As a result, and this should not come as a surprise, the RSA handshake is now being actively phased out: all the popular browsers prefer ciphers that enable forward secrecy (i.e., rely on Diffie-Hellman key exchange), and as an additional incentive, may enable certain protocol optimizations only when forward secrecy is available—e.g. 1-RTT handshakes via TLS False Start.

Which is to say, consult your server documentation on how to enable and deploy forward secrecy! Once again, good security and performance go hand in hand.

§Application Layer Protocol Negotiation (ALPN)

Two network peers may want to use a custom application protocol to communicate with each other. One way to resolve this is to determine the protocol upfront, assign a well-known port to it (e.g., port 80 for HTTP, port 443 for TLS), and configure all clients and servers to use it. However, in practice, this is a slow and impractical process: each port assignment must be approved and, worse, firewalls and other intermediaries often permit traffic only on ports 80 and 443.

As a result, to enable easy deployment of custom protocols, we must reuse ports 80 or 443 and use an additional mechanism to negotiate the application protocol. Port 80 is reserved for HTTP, and the HTTP specification provides a special Upgrade flow for this very purpose. However, the use of Upgrade can add an extra network roundtrip of latency, and in practice is often unreliable in the presence of many intermediaries; see Proxies, Intermediaries, TLS, and New Protocols on the Web.

For a hands-on example of HTTP Upgrade workflow, flip ahead to Upgrading to HTTP/2.

The solution is, you guessed it, to use port 443, which is reserved for secure HTTPS sessions running over TLS. The use of an end-to-end encrypted tunnel obfuscates the data from intermediate proxies and enables a quick and reliable way to deploy new application protocols. However, we still need another mechanism to negotiate the protocol that will be used within the TLS session.

Application Layer Protocol Negotiation (ALPN), as the name implies, is a TLS extension that addresses this need. It extends the TLS handshake (Figure 4-2) and allows the peers to negotiate protocols without additional roundtrips. Specifically, the process is as follows:

  • The client appends a new ProtocolNameList field, containing the list of supported application protocols, into the ClientHello message.

  • The server inspects the ProtocolNameList field and returns a ProtocolName field indicating the selected protocol as part of the ServerHello message.

The server may respond with only a single protocol name, and if it does not support any that the client requests, then it may choose to abort the connection. As a result, once the TLS handshake is finished, both the secure tunnel is established, and the client and server are in agreement as to which application protocol will be used; the client and server can immediately begin exchanging messages via the negotiated protocol.

§Server Name Indication (SNI)

An encrypted TLS tunnel can be established between any two TCP peers: the client only needs to know the IP address of the other peer to make the connection and perform the TLS handshake. However, what if the server wants to host multiple independent sites, each with its own TLS certificate, on the same IP address — how does that work? Trick question; it doesn’t.

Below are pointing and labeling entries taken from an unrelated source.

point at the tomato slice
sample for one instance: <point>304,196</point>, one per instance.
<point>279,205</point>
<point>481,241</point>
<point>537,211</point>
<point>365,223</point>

To address the preceding problem, the Server Name Indication (SNI) extension was introduced to the TLS protocol, which allows the client to indicate the hostname the client is attempting to connect to as part of the TLS handshake. In turn, the server is able to inspect the SNI hostname sent in the ClientHello message, select the appropriate certificate, and complete the TLS handshake for the desired host.

§TLS Session Resumption

The extra latency and computational costs of the full TLS handshake impose a serious performance penalty on all applications that require secure communication. To help mitigate some of the costs, TLS provides a mechanism to resume or share the same negotiated secret key data between multiple connections.

§Session Identifiers

The first Session Identifiers (RFC 5246) resumption mechanism was introduced in SSL 2.0, which allowed the server to create and send a 32-byte session identifier as part of its ServerHello message during the full TLS negotiation we saw earlier. With the session ID in place, both the client and server can store the previously negotiated session parameters—keyed by session ID—and reuse them for a subsequent session.

Specifically, the client can include the session ID in the ClientHello message to indicate to the server that it still remembers the negotiated cipher suite and keys from previous handshake and is able to reuse them. In turn, if the server is able to find the session parameters associated with the advertised ID in its cache, then an abbreviated handshake (Figure 4-3) can take place. Otherwise, a full new session negotiation is required, which will generate a new session ID.

Figure 4-3. Abbreviated TLS handshake protocol
Figure 4-3. Abbreviated TLS handshake protocol

Leveraging session identifiers allows us to remove a full roundtrip, as well as the overhead of public key cryptography, which is used to negotiate the shared secret key. This allows a secure connection to be established quickly and with no loss of security, since we are reusing the previously negotiated session data.

Session resumption is an important optimization both for HTTP/1.x and HTTP/2 deployments. The abbreviated handshake eliminates a full roundtrip of latency and significantly reduces computational costs for both sides.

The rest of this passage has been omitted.